About the time I really started enjoying it, she stopped. (Another lesson in how a woman feels, I’m guessing.) Much like waving around my letter of 100% financial aid from this Catholic charity and calling it “dispensation from the Pope”, asking her to finish me off would probably be in bad form.

She tossed the glove into the garbage and washed her hands. “It’s slightly enlarged, so let me know if you have any weirdness when urinating.”

I resisted the urge to tell her my theories as to why it was enlarged.

As we finished up and made future appointments, I felt weird in other ways. My butt was squishy from the lube, and even after detouring to a restroom to make sure, I still felt kinda dirty back there. I almost felt guilty; my boss put in a twelve hour day so I could get my anal probe. I should hurry up and get to work.

Dr T greeted me with a grin. Was my face giving away details? He couldn’t know; *I* didn’t even know until she strapped the glove on.

“Well, your buddies on the security detail with be by to bug you. I told them all you were getting a colonoscopy, so they’ll be all up in your ass about it.”

He was grinning at his play on words, but I topped it. “They won’t be the first…” I wiggled a finger at him.

Insert Innuendo Here

I hurried through my opening procedures and we switched tills. There were things waiting on the counter, even though no customers were in the store.

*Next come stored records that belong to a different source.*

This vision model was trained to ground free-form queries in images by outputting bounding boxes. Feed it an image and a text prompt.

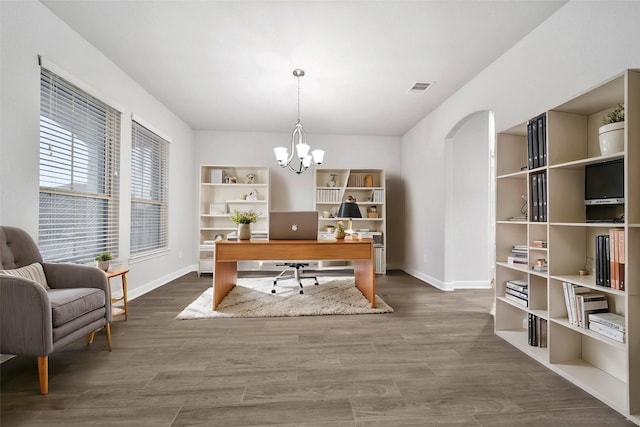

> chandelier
[273,68,324,175]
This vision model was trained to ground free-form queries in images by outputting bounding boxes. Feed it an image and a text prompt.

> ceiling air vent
[408,82,432,93]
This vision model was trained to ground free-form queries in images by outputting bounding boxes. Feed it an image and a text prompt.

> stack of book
[562,282,609,329]
[504,280,529,307]
[507,245,529,264]
[531,259,549,273]
[531,240,547,248]
[527,313,547,347]
[595,228,626,291]
[589,312,625,342]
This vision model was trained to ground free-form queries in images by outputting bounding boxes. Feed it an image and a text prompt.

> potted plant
[333,221,346,239]
[598,104,624,156]
[231,209,260,240]
[94,252,113,271]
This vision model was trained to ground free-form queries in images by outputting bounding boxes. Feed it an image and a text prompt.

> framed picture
[209,203,227,215]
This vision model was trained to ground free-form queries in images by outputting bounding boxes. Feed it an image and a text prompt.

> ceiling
[42,0,566,136]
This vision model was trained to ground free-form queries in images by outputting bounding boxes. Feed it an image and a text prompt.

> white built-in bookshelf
[315,169,387,274]
[495,70,640,424]
[198,165,271,274]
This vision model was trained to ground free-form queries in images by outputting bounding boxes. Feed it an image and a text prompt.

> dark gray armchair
[0,226,111,394]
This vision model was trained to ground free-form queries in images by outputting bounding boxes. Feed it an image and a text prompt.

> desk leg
[354,260,376,308]
[213,261,238,310]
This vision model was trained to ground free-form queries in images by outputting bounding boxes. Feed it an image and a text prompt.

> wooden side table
[106,268,129,321]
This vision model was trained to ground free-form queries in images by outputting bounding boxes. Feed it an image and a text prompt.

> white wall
[194,132,404,268]
[402,1,640,286]
[0,1,196,296]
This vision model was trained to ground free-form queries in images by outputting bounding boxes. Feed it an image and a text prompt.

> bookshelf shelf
[495,70,640,425]
[314,169,387,274]
[196,165,270,275]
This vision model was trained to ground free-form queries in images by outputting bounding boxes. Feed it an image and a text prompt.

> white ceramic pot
[598,122,624,156]
[96,261,109,271]
[238,224,251,240]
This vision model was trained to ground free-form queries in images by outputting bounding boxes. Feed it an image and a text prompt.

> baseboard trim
[127,264,198,301]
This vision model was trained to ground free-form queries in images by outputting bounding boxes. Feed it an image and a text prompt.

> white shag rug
[176,276,393,320]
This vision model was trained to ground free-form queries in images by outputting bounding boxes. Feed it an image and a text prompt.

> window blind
[38,68,120,262]
[131,120,169,255]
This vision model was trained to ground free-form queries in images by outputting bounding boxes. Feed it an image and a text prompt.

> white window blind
[38,68,120,262]
[131,120,169,255]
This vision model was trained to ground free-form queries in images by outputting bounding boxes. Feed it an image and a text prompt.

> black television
[584,159,624,205]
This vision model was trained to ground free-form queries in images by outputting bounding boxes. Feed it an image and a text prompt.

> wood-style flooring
[0,271,631,427]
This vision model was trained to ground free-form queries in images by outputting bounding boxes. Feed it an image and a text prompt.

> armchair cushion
[47,288,105,328]
[0,262,49,289]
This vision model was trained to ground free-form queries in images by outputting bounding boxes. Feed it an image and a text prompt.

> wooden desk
[106,268,129,320]
[213,239,376,310]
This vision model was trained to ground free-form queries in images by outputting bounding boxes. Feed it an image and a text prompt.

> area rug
[176,276,393,320]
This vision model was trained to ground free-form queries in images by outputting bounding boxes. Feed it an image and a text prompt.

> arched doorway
[444,111,495,289]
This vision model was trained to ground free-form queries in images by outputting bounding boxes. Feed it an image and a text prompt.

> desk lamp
[337,200,362,236]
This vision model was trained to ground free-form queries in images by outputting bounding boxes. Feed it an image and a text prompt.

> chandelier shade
[273,68,324,175]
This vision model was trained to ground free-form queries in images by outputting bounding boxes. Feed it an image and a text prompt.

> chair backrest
[0,226,42,270]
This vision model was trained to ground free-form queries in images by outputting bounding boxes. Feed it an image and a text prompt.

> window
[38,68,120,262]
[131,120,169,255]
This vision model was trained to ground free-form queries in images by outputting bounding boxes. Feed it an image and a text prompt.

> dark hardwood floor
[0,271,631,427]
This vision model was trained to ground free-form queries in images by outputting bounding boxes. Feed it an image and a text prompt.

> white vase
[96,261,109,271]
[238,224,251,240]
[598,122,624,156]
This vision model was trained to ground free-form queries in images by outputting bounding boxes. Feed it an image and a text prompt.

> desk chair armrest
[0,275,53,356]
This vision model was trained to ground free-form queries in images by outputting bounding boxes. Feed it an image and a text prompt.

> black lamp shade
[337,202,362,218]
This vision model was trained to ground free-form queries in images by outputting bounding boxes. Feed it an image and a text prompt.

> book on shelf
[504,292,529,307]
[527,313,547,347]
[530,174,540,222]
[536,113,547,166]
[504,288,529,301]
[595,234,611,287]
[527,313,538,347]
[506,280,529,294]
[589,311,625,332]
[576,292,609,329]
[589,322,624,343]
[562,282,591,326]
[538,317,547,347]
[527,121,538,169]
[616,228,627,291]
[608,228,625,291]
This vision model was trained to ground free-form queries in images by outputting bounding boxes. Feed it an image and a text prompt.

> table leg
[122,274,129,321]
[354,260,376,308]
[213,261,238,310]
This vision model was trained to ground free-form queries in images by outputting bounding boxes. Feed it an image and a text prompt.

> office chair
[271,262,318,295]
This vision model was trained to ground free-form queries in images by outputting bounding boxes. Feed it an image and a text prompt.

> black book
[527,123,533,169]
[602,234,611,288]
[529,120,540,169]
[540,172,547,222]
[542,113,547,166]
[536,114,547,166]
[595,235,604,286]
[531,174,539,222]
[536,173,544,222]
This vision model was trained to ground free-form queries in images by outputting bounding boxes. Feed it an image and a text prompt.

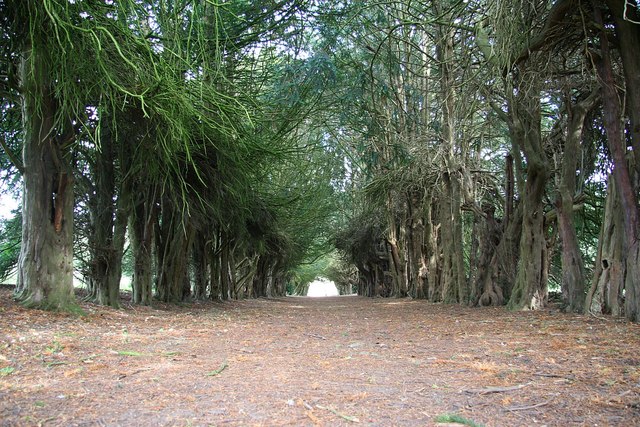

“Ha ha,” I said, putting the lube and King Size Butterfinger back on the shelf. Dr T was obviously enjoying this moment. I’m rarely the butt of jokes at work, (at least when I’m present) and I have to be willing to receive as well as I give.

As I was showering this morning, washing ‘our special place’, I had an epiphany/giggle fit. My lovely doctor’s first name is Margaret.